Depois de, em conjunto com a diretora do M&P, ponderar este risco face à importância dessa partilha de conhecimento, regresso ao assunto. Numa breve síntese, a Ideo, consultora mundial de ‘design thinking’ e inovação, perguntou se os negócios não deveriam vir de questões, em vez de ideias. Ou seja, se não seriam as questões que deveriam originar respostas/soluções e com isso novos negócios.
Nesse sentido, a Ideo propôs a um grupo de pessoas que questionassem os seus negócios, num exercício em que se responderia a:
– ‘Obvious truths’
– ‘Rug puller question’
– ‘Solution’
Questionei o meu negócio, mas, na minha mesa de trabalho (que tinha cinco pessoas), um bom samaritano arranjou uma ‘obvious truth’ praticamente transversal a todos os negócios: “para lançar uma marca é preciso investir dinheiro”, no sentido de criar uma marca relativamente global.
A ‘rug puller question’ foi “e se não fosse preciso investir dinheiro?”. A ‘solution’ certa levar-nos-ia ao nirvana.
A discussão foi brava, porque levou a mesa a questionar essencialmente dois aspetos: o modelo de distribuição de cada um dos negócios e o modelo de investimento em comunicação.
Não conseguimos obter uma ‘solution’ épica, porque seria muito difícil e cada negócio tem, aliás, variáveis diferentes em ambos os modelos. A solução que dei, e que ainda hoje acredito piamente que seria a mais eficaz para todos os negócios, foi alguém da marca em causa conseguir namorar com uma das Kardashians.

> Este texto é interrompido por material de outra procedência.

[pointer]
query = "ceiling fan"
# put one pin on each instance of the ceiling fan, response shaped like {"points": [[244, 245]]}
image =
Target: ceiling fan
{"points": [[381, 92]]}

Não sei porquê, os meus colegas de mesa e os técnicos da Ideo ignoraram a minha resposta. Podemos olhar para este tipo de exercícios de metodologia inovadora da mesma forma como encaramos os ‘team buildings’ da nossa empresa: uma xaropada que tentamos evitar sempre que podemos, inventando uma desculpa qualquer. Sempre achei este tipo de exercícios e os ‘teams buildings’ horríveis.
Mas a Ideo é a Ideo e eu lá fui. De facto, foi diferente. Para o meu negócio dos perfumes, havia várias ‘obvious truths’, mas a que escolhi para disrupção foi:
– ‘Obvious truth’: “os perfumes são colocados na pele [isto é, no exterior, seja na pele, nas roupas – péssima solução – ou no cabelo]”. Assim é, nas diversas versões em que podemos perfumar-nos, seja com ou sem vaporizador, com ‘roll-on’ ou cremes e pós.
– ‘Rug puller question’: “e se os perfumes não tivessem de ser colocados na pele, no exterior”?
– A resposta que encontrei para a ‘solution’ foi: “tomando uma pílula”.
Se quando as pessoas comem alho (ou tomam suplementos de alho em cápsulas) a pele passa a exalar um odor aliáceo (pelos compostos voláteis de doses maciças de enxofre que o alho tem, designadamente de dissulfureto de alil-metilo), porque é que não poderiam tomar um comprimido, que fizesse exalar o cheiro do perfume de que gostam?
Já pus a minha equipa a tentar concretizar este sonho. Vai ser muito difícil. Muito difícil. E, para este caso, as Kardashians não valem de nada.